Leaving Toronto to come to Hollywood was one of the hardest things I’ve ever had to do. My mom and brother were here for the first week to help me find an apartment and get settled. Then they left, and that was a low, low day. I didn’t know anyone, didn’t have a car and didn’t have much to fill up my apartment. I’m a big people person, but here I was now, surrounded by silence. So I started reading more and doing things just for me, like taking hot baths. I also joined a church, and I attended services every Sunday. I know it sounds corny, but you need to reach out when you’re vulnerable. Religion has always played a big role in my life.
I go home to Toronto whenever I have a break from work. In Toronto my acting is a nonissue. But then there are those times when my friends will open up a magazine, and there I am on one of the pages. Or just recently, I was talking on the phone to Milo Ventimiglia (Jess on Gilmore Girls), and my friend, who has a huge crush on him, freaked out and snatched the phone right out of my hand! It’s like I’m living in two separate worlds, and feel like I have to maintain both, but I don’t want to merge them because I worry I’ll lose parts of each.
I may get lonely, but there are also a lot of good times. Otherwise, I don't think I’d still be here. My Birds of Prey costars, Dina [Meyer] and Ashley [Scott] are really supportive. It is easy, however, to get caught up in the glamour of Hollywood. When I’m at a party with other celebrities and press, it’s as if I have to act there too. You have to put on a smile and this whole different persona. No one tells you about this side of fame. But that’s why I have my friends and family. When I call them and say that I think I need to lose 10 pounds because everyone here is either a size 2 or a 0, they’re the ones who tell me I’m crazy. And they’re right.
I learned recently that the WB will not be picking up Birds of Prey for another season. I know it’s difficult for the cast and crew because we worked hard on the show - but for me, it’s a relief. I’ve already started packing up my apartment, and I’ll be heading back to Toronto. That doesn’t mean I want to give up acting. I’ve begun to get more offers, which was an exciting first for my career, but I’ll probably never do another TV series. It’s just so much work - you have no time for your friends, or a life for that matter.

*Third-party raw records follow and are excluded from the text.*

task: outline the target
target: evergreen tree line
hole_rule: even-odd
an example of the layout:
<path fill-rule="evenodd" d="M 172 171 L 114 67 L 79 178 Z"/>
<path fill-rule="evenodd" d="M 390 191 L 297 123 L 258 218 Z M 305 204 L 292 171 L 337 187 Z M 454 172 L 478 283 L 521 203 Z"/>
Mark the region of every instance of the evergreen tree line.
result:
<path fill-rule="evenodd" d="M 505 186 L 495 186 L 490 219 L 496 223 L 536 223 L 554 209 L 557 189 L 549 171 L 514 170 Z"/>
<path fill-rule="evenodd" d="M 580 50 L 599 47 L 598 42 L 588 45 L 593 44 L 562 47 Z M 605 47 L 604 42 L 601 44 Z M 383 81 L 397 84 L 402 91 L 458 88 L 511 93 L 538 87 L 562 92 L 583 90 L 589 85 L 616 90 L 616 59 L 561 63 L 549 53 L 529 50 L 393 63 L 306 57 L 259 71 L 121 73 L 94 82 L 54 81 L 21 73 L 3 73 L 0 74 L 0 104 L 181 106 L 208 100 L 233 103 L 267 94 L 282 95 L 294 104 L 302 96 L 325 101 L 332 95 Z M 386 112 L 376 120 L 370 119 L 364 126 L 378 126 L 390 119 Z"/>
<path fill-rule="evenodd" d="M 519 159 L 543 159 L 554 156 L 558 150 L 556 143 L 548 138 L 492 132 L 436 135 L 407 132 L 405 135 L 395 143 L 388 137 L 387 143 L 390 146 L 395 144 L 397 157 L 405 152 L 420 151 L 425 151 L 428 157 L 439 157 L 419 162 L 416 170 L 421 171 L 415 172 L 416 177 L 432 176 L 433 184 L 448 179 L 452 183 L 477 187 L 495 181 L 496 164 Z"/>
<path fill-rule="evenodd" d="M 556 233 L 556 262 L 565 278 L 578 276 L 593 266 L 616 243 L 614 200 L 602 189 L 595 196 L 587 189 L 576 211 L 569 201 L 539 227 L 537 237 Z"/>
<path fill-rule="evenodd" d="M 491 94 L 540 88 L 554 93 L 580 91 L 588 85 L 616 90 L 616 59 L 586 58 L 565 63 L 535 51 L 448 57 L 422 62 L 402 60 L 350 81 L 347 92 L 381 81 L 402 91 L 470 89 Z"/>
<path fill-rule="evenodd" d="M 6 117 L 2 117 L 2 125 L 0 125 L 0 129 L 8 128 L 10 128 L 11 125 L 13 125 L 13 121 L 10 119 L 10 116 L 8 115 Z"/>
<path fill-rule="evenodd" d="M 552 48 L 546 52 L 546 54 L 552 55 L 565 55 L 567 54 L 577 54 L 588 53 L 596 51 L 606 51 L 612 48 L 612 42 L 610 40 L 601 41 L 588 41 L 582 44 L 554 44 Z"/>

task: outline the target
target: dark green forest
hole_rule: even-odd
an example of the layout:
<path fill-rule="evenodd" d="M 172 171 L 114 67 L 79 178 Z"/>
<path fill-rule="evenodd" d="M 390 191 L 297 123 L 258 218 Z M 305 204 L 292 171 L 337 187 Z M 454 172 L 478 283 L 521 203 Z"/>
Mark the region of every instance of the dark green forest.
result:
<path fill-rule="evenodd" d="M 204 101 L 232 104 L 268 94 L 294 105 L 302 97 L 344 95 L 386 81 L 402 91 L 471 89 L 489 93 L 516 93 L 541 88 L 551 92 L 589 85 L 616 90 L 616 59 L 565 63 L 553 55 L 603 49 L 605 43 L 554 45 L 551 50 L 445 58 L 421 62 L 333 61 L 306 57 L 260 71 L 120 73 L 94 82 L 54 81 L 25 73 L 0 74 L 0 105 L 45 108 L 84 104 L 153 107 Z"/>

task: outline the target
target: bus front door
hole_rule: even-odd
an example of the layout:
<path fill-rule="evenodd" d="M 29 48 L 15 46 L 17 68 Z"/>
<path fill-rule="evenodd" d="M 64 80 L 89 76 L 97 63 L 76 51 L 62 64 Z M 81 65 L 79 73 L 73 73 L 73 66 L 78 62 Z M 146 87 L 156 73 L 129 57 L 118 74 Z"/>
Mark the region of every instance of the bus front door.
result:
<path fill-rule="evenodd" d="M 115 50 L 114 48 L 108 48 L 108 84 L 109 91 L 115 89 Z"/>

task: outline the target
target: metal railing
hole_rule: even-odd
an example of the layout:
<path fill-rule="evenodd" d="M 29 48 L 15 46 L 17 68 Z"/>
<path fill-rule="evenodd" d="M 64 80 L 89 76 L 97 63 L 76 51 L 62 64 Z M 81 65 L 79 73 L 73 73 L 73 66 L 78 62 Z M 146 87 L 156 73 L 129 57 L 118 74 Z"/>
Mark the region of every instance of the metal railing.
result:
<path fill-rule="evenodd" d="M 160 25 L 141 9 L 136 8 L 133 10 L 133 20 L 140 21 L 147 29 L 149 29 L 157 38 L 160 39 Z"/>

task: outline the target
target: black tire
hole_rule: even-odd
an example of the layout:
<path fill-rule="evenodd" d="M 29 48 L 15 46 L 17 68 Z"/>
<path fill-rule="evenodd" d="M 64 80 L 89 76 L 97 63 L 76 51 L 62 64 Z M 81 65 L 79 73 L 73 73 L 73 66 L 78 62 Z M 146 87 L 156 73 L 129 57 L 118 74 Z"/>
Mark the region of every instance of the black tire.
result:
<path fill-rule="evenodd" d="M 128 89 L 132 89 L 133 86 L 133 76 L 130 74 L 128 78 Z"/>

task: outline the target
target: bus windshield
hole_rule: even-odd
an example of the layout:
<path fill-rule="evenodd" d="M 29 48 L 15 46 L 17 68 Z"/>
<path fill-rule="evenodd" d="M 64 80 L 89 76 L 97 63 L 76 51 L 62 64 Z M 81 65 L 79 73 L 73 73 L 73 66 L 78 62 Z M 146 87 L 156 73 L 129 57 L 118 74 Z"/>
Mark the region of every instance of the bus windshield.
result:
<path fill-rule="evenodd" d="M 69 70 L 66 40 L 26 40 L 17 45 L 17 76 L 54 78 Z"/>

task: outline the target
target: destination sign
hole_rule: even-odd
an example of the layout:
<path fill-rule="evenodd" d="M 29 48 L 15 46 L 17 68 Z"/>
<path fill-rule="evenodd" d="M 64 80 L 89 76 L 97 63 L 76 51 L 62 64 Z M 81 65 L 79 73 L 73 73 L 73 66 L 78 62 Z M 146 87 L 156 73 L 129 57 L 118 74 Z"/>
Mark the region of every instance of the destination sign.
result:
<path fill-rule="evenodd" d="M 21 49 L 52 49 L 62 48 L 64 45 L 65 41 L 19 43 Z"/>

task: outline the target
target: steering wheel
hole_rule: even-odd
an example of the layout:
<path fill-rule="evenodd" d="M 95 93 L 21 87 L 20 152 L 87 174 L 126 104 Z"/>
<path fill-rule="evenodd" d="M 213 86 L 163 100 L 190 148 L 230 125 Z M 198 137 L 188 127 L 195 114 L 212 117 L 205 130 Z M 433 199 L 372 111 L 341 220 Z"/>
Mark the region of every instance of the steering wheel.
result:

For now I’m just happy to get betting back to the life I left behind, picking up where I left off and getting a chance to be the real me again.
Quotes:
“My phone bills are horrendous!” says Rachel. “But staying in touch is key.” Costars Ashley Scott and Dina Meyer “helped me through the homesickness,” she says.
Ask Rachel:
“Do you find your faith challenged in Hollywood?”
--Tracie Chan, 18, Columbus Ohio
“All the time. In my faith [Baptist], there’s a certain amount of respect you have for your body, conduct and morals. But because the body is a business in Hollywood, you see a lot more people abusing their bodies. I almost fell prey to it by thinking I needed to lose weight, but luckily I kept my head screwed on straight.”
“Do have anything you keep to remember your father by?”
--Vanessa Esparza, 18, Edinburg, Texas
“I have this picture that I take everywhere. We’re both wearing red, and we’re in our backyard. It was taken when I was really little.”
“When you want to escape loneliness what music do you listen to?”
--Gidget Hersh, 13, Bronxville, N.Y.
“Destiny’s Child’s 'Survivor.' It’s my anthem. I also love Coldplay when I want to get a good cry out.”